Wanderung von Nervenzellen

Nervenzellen müssen bei der Entwicklung des Klein- und Hinterhirns zu einem bestimmten Zeitpunkt vom Ort ihrer Entstehung zum Ort ihrer Wirkung aktiv migrieren. Auf dieser Wanderung durch das embryonale Gehirn bilden sich die Zellen um und werden zu funktionellen Neuronen. „Zunächst war nicht klar, ob die Neurotransmitter bei der Migration, bei der Differenzierung oder bei der Ausformung der nerven-typischen Zellgestalt eine Rolle spielen könnten“, erklärt Erstautorin Dr. Ulrike Theisen.

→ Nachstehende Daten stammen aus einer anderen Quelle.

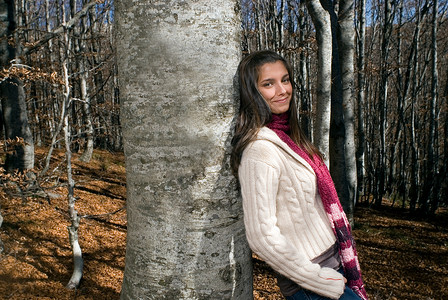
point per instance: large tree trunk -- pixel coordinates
(185, 235)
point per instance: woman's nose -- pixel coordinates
(280, 89)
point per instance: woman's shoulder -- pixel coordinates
(263, 146)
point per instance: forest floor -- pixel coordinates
(402, 257)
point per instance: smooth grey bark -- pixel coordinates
(12, 94)
(346, 43)
(433, 178)
(321, 21)
(78, 262)
(185, 234)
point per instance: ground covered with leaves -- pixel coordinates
(402, 256)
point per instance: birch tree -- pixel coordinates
(322, 23)
(185, 234)
(12, 94)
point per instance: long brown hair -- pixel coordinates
(254, 112)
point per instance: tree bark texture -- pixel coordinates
(185, 235)
(12, 96)
(321, 21)
(346, 58)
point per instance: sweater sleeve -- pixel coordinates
(259, 184)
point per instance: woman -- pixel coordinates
(292, 214)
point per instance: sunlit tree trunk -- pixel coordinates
(185, 233)
(433, 177)
(321, 21)
(346, 34)
(361, 96)
(78, 262)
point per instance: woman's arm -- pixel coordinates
(259, 179)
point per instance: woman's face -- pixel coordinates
(275, 87)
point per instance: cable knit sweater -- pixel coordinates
(286, 224)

Modernes minimalinvasives Mikroskopie-Verfahren

Das fachübergreifende Forschungs-Team näherte sich dieser Frage mit genetischen Methoden und optischen Analyseverfahren. Mithilfe eines minimalinvasiven, modernen Mikroskopie-Verfahrens konnten migrierende Nervenzellen unter verschiedenen Testbedingungen in lebenden Zebrafisch-Embryonen beobachtet werden. Sie eigenen sich besonders als Tiermodell für das menschliche Nervensystem. Da die Fische durchsichtig sind, können die Neuronen während der Migration gut beobachtet werden, ohne den Embryo zu beeinträchtigen.

Genetische Sensoren zeigen Neuronen-Wanderung

Mit Hilfe von neuen genetischen Sensoren konnte das Forschungs-Team zunächst eine erhöhte intrazelluläre Calcium-Konzentration der Neuronen sichtbar machen, eine Reaktion der Zellen auf die Neurotransmitter. Anschließend identifizierten sie die beteiligten Neurotransmitter, indem die Neuronen bei ihrer Wanderung gefilmt und die Bewegung vermessen wurde.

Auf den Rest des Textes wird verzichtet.